White pastored New Bethel Baptist Church in the Caldwell-Lyon Baptist Association for the past seven years. Other pastorates were Mt. Zion Baptist in Kuttawa (1961-63), Poplar Springs Baptist in Murray (1963-67), First Baptist in Sesser, Ill. (1967-70), Memorial Baptist in Murray (1970-84), Second Baptist in Union City, Tenn. (1984-92) and Fredonia First Baptist (1992-99). He also served as interim pastor of five churches — First Baptist in Eddyville, Second Baptist in Princeton, Liberty Baptist in Lyon County, Emmanuel Baptist in Marion and First Baptist in Fredonia.
“He modeled servanthood,” Shelton said. “I went with him many times to nursing homes or to visit people in the church. I saw the ways he and my grandma intentionally gave and visited and served and loved.

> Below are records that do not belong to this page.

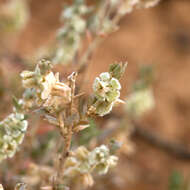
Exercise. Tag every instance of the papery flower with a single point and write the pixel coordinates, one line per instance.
(49, 82)
(83, 162)
(101, 158)
(139, 102)
(55, 94)
(106, 87)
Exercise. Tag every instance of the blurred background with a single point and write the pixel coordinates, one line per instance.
(159, 37)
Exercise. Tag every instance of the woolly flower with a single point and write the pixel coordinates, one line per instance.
(82, 163)
(12, 130)
(101, 158)
(31, 79)
(107, 91)
(139, 102)
(78, 163)
(49, 82)
(54, 93)
(106, 88)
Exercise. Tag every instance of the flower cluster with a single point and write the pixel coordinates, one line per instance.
(129, 5)
(139, 102)
(69, 36)
(12, 131)
(82, 163)
(45, 86)
(106, 90)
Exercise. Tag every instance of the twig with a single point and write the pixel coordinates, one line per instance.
(178, 150)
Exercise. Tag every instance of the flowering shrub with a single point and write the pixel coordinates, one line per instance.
(61, 103)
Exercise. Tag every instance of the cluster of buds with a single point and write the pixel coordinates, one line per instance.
(83, 162)
(139, 102)
(45, 88)
(69, 36)
(129, 5)
(14, 15)
(106, 90)
(12, 131)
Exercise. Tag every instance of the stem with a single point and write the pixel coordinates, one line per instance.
(66, 132)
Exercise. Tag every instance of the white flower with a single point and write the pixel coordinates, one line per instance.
(48, 84)
(139, 102)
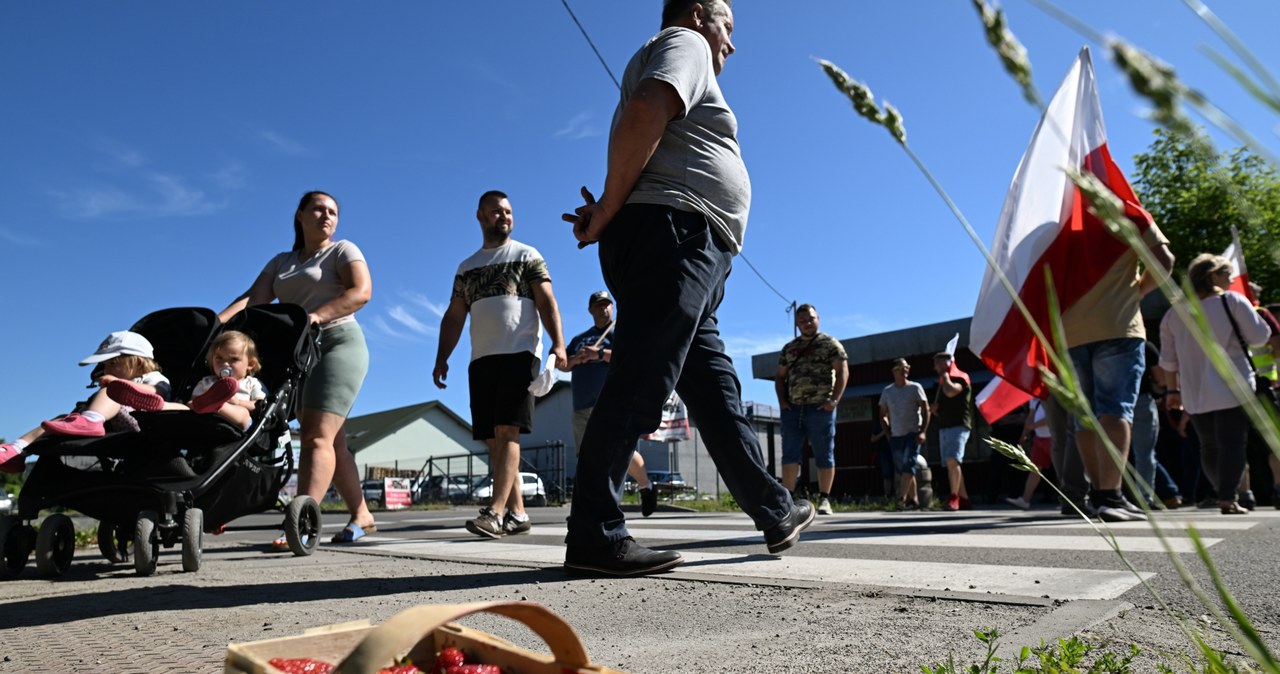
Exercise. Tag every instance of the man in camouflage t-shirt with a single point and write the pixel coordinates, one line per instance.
(813, 370)
(507, 292)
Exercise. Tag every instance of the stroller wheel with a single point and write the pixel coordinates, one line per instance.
(302, 526)
(55, 545)
(16, 544)
(146, 542)
(114, 541)
(192, 539)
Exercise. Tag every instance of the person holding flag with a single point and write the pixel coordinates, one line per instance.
(1048, 239)
(954, 418)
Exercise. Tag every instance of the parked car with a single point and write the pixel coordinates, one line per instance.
(668, 481)
(438, 487)
(375, 494)
(530, 486)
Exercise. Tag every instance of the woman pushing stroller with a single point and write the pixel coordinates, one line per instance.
(231, 393)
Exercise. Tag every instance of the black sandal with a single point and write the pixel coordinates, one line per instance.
(1234, 509)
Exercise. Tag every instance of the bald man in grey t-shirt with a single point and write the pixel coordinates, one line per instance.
(904, 417)
(670, 221)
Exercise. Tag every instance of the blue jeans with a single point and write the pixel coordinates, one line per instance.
(668, 270)
(814, 423)
(951, 443)
(1110, 371)
(1153, 478)
(905, 450)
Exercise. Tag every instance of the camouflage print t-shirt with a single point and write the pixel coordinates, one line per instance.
(497, 287)
(810, 377)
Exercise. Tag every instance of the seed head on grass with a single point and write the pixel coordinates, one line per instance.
(1157, 82)
(864, 102)
(1011, 53)
(1015, 454)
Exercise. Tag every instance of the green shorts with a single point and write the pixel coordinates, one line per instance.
(334, 381)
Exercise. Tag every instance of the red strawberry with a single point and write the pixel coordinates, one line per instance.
(448, 658)
(300, 665)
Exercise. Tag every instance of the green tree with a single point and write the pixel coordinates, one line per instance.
(1196, 195)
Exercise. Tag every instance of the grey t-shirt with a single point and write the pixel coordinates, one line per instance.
(698, 165)
(315, 282)
(904, 408)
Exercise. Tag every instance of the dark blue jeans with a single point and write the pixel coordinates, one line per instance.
(666, 270)
(1146, 431)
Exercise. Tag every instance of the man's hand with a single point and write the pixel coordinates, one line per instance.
(589, 220)
(440, 374)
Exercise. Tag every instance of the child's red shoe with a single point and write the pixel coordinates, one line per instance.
(74, 425)
(12, 459)
(131, 394)
(215, 397)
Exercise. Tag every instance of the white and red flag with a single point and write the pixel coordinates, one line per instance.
(954, 371)
(1239, 273)
(1046, 227)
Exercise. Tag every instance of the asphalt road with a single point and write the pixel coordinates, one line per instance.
(863, 592)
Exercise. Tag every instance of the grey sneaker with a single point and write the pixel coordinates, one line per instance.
(511, 526)
(487, 525)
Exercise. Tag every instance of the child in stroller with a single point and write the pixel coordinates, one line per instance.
(232, 394)
(126, 357)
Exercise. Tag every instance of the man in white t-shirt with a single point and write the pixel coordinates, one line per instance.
(506, 289)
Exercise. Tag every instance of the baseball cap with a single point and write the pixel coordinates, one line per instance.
(123, 343)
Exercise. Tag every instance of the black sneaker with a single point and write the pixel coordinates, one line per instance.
(511, 526)
(621, 558)
(648, 500)
(785, 533)
(1114, 513)
(1133, 509)
(487, 525)
(1119, 509)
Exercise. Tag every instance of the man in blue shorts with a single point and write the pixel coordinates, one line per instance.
(813, 370)
(1105, 338)
(904, 417)
(954, 417)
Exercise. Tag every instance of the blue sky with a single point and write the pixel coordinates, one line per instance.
(154, 154)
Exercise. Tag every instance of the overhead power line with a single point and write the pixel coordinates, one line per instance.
(590, 42)
(791, 303)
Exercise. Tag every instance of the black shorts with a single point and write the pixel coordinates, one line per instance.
(499, 393)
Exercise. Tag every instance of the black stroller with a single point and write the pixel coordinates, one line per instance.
(182, 473)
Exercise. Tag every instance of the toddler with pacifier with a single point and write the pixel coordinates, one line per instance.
(232, 393)
(124, 357)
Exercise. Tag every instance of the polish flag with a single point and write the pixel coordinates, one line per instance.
(999, 398)
(1046, 227)
(1239, 273)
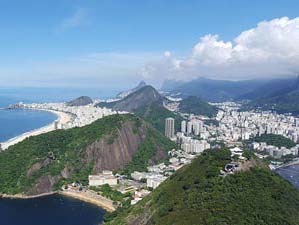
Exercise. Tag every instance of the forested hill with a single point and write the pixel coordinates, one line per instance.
(196, 194)
(147, 103)
(197, 106)
(43, 163)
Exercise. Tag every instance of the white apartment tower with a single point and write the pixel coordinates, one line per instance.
(169, 127)
(183, 126)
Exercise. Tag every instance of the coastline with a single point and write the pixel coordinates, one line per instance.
(62, 117)
(99, 201)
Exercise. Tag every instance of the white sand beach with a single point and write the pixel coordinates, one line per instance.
(63, 118)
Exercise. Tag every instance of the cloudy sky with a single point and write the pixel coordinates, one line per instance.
(82, 43)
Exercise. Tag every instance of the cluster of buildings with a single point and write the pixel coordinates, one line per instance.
(106, 177)
(81, 115)
(235, 125)
(274, 151)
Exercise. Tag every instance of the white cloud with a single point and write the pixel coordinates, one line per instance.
(90, 70)
(77, 19)
(271, 49)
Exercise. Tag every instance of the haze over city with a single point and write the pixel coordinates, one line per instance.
(88, 43)
(154, 112)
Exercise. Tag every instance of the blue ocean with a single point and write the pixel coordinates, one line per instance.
(49, 210)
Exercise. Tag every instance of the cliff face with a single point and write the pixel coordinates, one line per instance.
(43, 163)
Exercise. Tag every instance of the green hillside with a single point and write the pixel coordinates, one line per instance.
(64, 152)
(155, 114)
(195, 105)
(147, 103)
(196, 194)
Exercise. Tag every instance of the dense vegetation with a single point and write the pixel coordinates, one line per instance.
(147, 151)
(51, 153)
(275, 140)
(196, 194)
(197, 106)
(155, 114)
(213, 90)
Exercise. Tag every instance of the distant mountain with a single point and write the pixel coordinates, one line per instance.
(81, 101)
(43, 163)
(214, 90)
(197, 106)
(126, 93)
(196, 194)
(169, 85)
(279, 95)
(147, 103)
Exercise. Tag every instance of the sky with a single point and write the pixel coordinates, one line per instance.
(117, 43)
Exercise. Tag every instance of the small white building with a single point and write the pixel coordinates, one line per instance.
(106, 177)
(155, 180)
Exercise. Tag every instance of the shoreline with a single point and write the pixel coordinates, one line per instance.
(62, 117)
(99, 201)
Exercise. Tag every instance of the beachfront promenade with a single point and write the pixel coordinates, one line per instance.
(68, 117)
(63, 118)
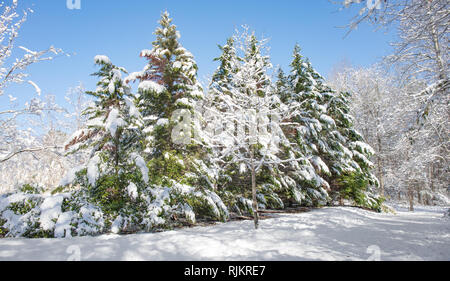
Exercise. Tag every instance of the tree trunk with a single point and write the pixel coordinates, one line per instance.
(380, 166)
(255, 202)
(411, 198)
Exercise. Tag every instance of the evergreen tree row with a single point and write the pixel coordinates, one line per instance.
(173, 154)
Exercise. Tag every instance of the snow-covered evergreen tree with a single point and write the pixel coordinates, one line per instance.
(324, 138)
(168, 99)
(115, 171)
(245, 131)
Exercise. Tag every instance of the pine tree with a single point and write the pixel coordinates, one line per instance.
(168, 99)
(304, 179)
(243, 110)
(323, 136)
(115, 171)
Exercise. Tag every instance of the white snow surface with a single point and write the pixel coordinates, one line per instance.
(339, 233)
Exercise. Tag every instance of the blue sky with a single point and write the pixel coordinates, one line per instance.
(121, 29)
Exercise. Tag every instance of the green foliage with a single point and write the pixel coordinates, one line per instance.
(354, 187)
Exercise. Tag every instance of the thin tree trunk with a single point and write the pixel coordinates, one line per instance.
(255, 202)
(411, 198)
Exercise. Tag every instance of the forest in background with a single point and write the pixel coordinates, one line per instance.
(363, 136)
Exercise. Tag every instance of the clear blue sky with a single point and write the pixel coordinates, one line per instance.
(121, 29)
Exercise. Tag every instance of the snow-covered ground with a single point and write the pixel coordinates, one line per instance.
(324, 234)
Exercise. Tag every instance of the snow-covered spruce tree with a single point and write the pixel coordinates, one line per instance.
(116, 173)
(168, 98)
(304, 179)
(246, 130)
(331, 149)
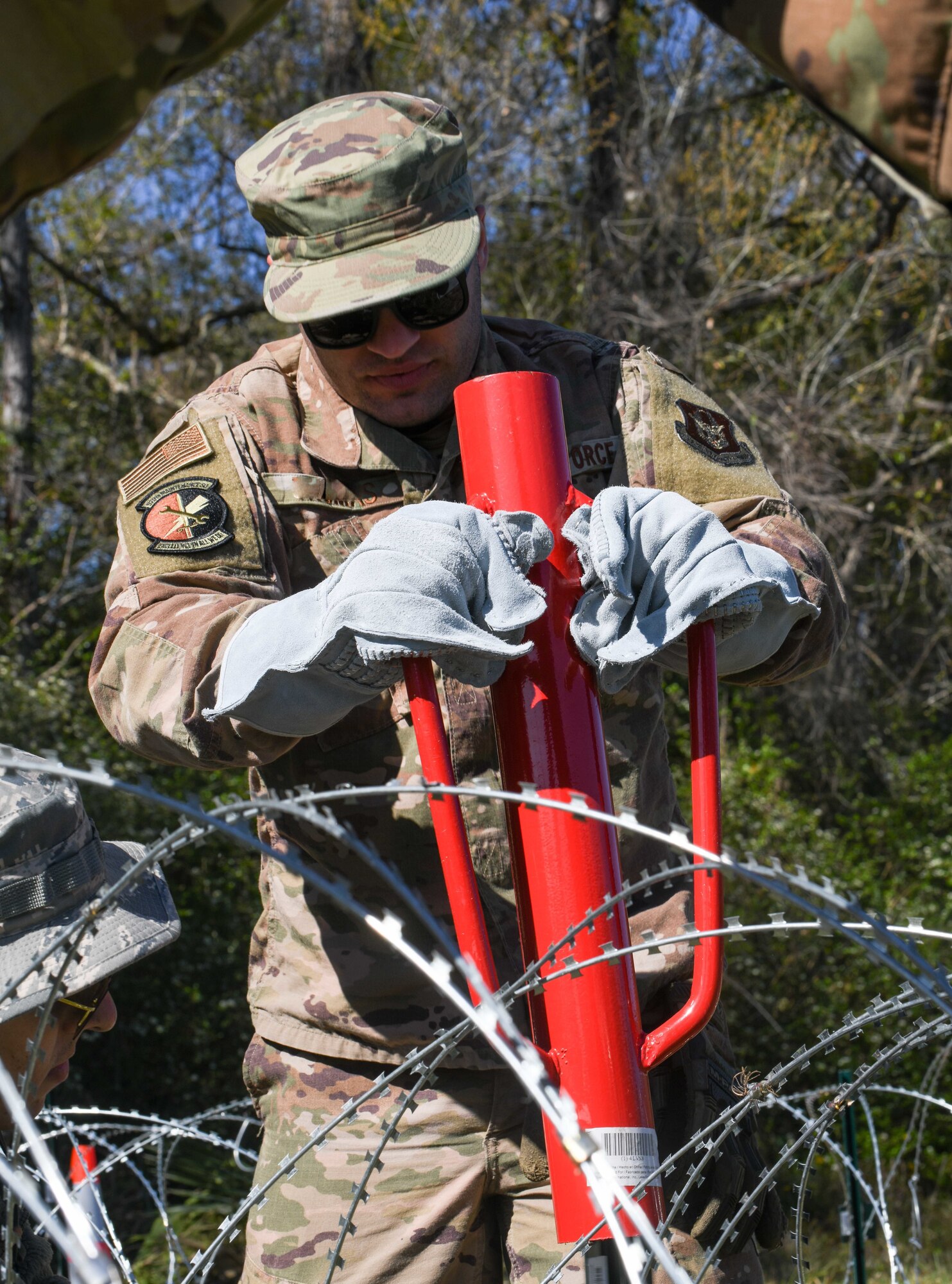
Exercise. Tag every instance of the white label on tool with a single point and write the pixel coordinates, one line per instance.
(633, 1152)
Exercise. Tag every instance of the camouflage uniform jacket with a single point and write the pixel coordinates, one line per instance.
(303, 478)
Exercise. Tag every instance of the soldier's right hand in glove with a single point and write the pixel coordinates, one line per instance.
(434, 580)
(691, 1091)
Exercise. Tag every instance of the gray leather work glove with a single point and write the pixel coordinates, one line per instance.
(691, 1091)
(653, 564)
(433, 580)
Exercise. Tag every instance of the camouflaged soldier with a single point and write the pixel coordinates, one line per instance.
(240, 525)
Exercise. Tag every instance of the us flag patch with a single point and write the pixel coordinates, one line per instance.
(184, 447)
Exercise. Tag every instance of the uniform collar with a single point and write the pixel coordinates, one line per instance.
(347, 438)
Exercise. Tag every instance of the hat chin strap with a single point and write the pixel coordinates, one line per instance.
(81, 872)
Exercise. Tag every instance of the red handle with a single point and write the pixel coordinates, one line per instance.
(447, 815)
(706, 816)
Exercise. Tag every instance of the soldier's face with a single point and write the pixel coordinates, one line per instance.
(56, 1046)
(403, 377)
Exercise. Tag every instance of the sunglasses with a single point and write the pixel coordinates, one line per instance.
(87, 1002)
(426, 310)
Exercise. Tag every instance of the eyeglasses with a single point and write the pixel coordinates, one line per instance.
(426, 310)
(87, 1002)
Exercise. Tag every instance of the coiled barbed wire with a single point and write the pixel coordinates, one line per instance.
(126, 1140)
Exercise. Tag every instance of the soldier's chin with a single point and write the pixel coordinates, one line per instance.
(413, 409)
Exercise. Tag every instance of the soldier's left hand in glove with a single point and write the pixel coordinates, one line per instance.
(433, 580)
(689, 1092)
(653, 564)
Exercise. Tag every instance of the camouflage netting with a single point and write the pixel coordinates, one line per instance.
(80, 74)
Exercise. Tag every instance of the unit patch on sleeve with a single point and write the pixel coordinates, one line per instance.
(696, 449)
(713, 435)
(194, 519)
(185, 517)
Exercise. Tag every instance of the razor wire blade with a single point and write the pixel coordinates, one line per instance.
(144, 1146)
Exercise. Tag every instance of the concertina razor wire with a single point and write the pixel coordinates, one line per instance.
(144, 1146)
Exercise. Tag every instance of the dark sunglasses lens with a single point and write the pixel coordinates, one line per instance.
(91, 998)
(347, 331)
(437, 306)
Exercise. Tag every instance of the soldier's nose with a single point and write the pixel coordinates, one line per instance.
(392, 340)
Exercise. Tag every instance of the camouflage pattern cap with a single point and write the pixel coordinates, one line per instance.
(363, 198)
(53, 863)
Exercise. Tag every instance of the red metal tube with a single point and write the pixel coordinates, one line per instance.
(447, 815)
(706, 820)
(550, 733)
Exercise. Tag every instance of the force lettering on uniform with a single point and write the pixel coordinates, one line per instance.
(593, 456)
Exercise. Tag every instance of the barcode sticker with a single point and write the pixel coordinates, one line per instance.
(633, 1152)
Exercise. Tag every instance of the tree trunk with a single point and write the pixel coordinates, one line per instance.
(605, 191)
(347, 60)
(17, 320)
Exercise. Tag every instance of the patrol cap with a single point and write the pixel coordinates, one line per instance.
(363, 198)
(51, 863)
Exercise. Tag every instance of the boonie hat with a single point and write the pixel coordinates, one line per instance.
(363, 198)
(51, 863)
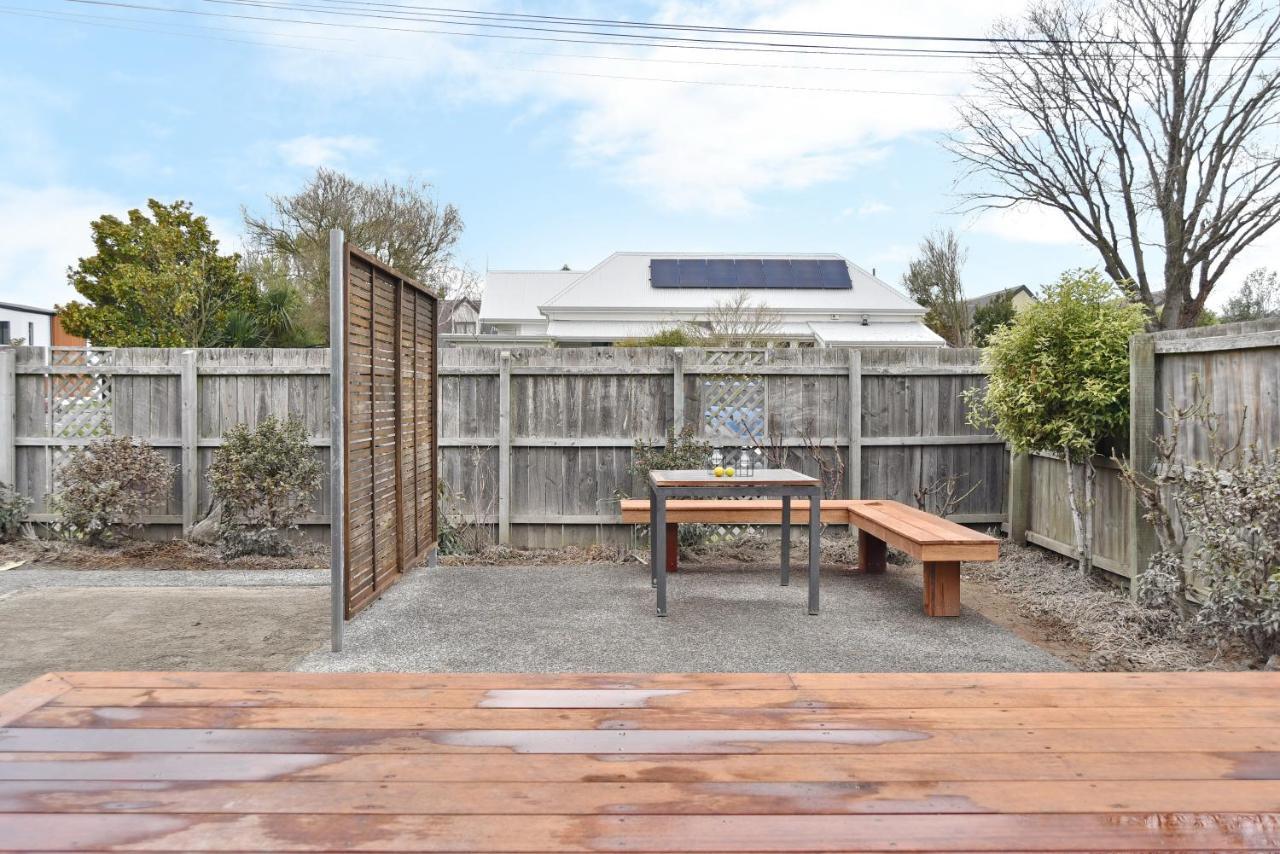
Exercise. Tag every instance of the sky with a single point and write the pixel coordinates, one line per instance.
(554, 154)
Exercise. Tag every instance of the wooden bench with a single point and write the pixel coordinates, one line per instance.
(936, 542)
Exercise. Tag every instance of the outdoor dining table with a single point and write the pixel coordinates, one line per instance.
(772, 483)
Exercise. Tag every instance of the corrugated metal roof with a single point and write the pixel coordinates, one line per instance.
(876, 333)
(515, 295)
(622, 282)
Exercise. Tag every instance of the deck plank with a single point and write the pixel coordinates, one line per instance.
(420, 698)
(667, 762)
(645, 718)
(1025, 832)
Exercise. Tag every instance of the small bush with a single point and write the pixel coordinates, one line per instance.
(13, 512)
(684, 451)
(264, 479)
(106, 485)
(1232, 521)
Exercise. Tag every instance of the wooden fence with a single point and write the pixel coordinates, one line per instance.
(181, 401)
(538, 443)
(1235, 368)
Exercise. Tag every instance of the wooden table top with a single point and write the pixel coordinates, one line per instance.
(703, 478)
(664, 762)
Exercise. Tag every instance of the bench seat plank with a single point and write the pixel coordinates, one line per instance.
(741, 511)
(919, 534)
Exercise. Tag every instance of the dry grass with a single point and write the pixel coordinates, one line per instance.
(1111, 631)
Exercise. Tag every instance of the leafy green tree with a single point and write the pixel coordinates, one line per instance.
(156, 281)
(1060, 383)
(991, 316)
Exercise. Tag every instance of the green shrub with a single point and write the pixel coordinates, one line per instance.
(13, 512)
(106, 485)
(684, 451)
(264, 479)
(1059, 383)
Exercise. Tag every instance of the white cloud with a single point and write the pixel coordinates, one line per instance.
(311, 151)
(872, 208)
(1025, 223)
(45, 231)
(766, 123)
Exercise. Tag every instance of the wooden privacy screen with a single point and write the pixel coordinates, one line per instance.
(389, 371)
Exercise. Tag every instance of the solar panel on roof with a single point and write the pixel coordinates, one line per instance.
(749, 273)
(721, 273)
(777, 273)
(693, 273)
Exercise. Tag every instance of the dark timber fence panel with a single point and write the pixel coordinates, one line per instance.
(391, 446)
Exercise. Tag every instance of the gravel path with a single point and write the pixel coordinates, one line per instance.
(602, 619)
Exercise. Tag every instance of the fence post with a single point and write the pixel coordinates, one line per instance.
(190, 464)
(504, 448)
(337, 437)
(8, 415)
(677, 389)
(854, 464)
(1142, 448)
(1019, 496)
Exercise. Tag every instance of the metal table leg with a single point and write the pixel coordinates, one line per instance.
(814, 548)
(659, 549)
(786, 540)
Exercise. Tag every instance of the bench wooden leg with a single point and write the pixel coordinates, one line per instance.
(942, 589)
(871, 553)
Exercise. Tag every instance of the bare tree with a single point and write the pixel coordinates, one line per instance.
(933, 281)
(1258, 297)
(1148, 124)
(736, 322)
(401, 224)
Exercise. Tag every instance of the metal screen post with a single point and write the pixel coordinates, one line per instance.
(337, 437)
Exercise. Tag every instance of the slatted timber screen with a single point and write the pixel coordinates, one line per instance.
(391, 442)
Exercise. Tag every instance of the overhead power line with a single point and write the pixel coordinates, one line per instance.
(131, 26)
(649, 24)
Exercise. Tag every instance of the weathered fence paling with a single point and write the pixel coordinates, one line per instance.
(547, 473)
(181, 401)
(538, 442)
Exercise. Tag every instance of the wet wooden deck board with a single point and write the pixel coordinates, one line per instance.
(666, 762)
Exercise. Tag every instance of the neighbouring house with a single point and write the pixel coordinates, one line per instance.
(1019, 296)
(817, 301)
(460, 315)
(33, 327)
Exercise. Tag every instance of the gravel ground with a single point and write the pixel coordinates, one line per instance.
(158, 620)
(581, 619)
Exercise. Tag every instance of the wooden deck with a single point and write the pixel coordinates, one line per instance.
(709, 762)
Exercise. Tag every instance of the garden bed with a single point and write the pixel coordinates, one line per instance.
(144, 555)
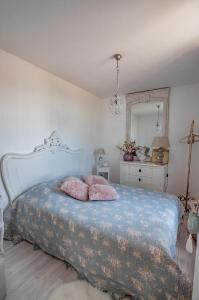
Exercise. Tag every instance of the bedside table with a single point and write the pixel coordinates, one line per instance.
(104, 172)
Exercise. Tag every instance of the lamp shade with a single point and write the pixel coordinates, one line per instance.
(161, 142)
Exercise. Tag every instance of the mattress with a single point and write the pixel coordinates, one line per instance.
(126, 246)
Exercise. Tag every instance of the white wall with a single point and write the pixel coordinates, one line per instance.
(33, 103)
(184, 106)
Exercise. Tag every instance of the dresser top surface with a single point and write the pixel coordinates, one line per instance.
(139, 163)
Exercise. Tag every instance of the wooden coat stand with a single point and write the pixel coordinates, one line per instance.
(190, 140)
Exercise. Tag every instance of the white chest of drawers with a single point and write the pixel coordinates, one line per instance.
(146, 175)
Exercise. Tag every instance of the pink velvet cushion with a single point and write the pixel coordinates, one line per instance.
(93, 179)
(75, 188)
(102, 192)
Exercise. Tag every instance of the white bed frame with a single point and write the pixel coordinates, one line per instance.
(50, 160)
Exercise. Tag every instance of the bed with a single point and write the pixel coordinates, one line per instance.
(125, 246)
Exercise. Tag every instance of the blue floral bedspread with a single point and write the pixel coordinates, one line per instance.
(125, 246)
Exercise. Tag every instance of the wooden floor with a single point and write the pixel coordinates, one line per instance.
(32, 275)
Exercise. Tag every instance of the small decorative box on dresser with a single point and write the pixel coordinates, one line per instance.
(146, 175)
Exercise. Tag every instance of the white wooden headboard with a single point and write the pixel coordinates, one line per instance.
(49, 160)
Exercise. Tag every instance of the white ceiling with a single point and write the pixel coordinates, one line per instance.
(75, 39)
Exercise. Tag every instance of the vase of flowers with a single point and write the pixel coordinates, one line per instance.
(129, 150)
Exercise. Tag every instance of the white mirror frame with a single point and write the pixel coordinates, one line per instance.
(144, 97)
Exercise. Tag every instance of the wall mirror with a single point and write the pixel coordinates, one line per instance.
(147, 115)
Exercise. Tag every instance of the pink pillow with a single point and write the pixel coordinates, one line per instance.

He was always so encouraging. He modeled to us what a genuine Christian looked like. He studied God’s Word and he lived it out. He taught each of us to love God and honor Him above all else.”
In later years of his ministry, he volunteered as a chaplain with the Earle C. Clements Job Corps Center in Morganfield, ministering to hundreds of students through preaching, song and coordinating transportation to churches.
“For a young man who was looking for God’s answer in ministry, a simple encouraging word started something that was unbelievable,” said Harrell Riley, executive director of HR Ministries. “It was 20 years ago when he said to me in a church service, ‘Why don’t you come and see what God is doing.’ ” That served as an impetus for Riley to begin HR Ministries.
“He left a footprint that will be hard to imagine,” Riley added. “I see what he has done in the hearts and lives of pastors and leaders by just being an encourager. He was always in the background and always an encourager. There are not too many who can cover as much ground as he did.”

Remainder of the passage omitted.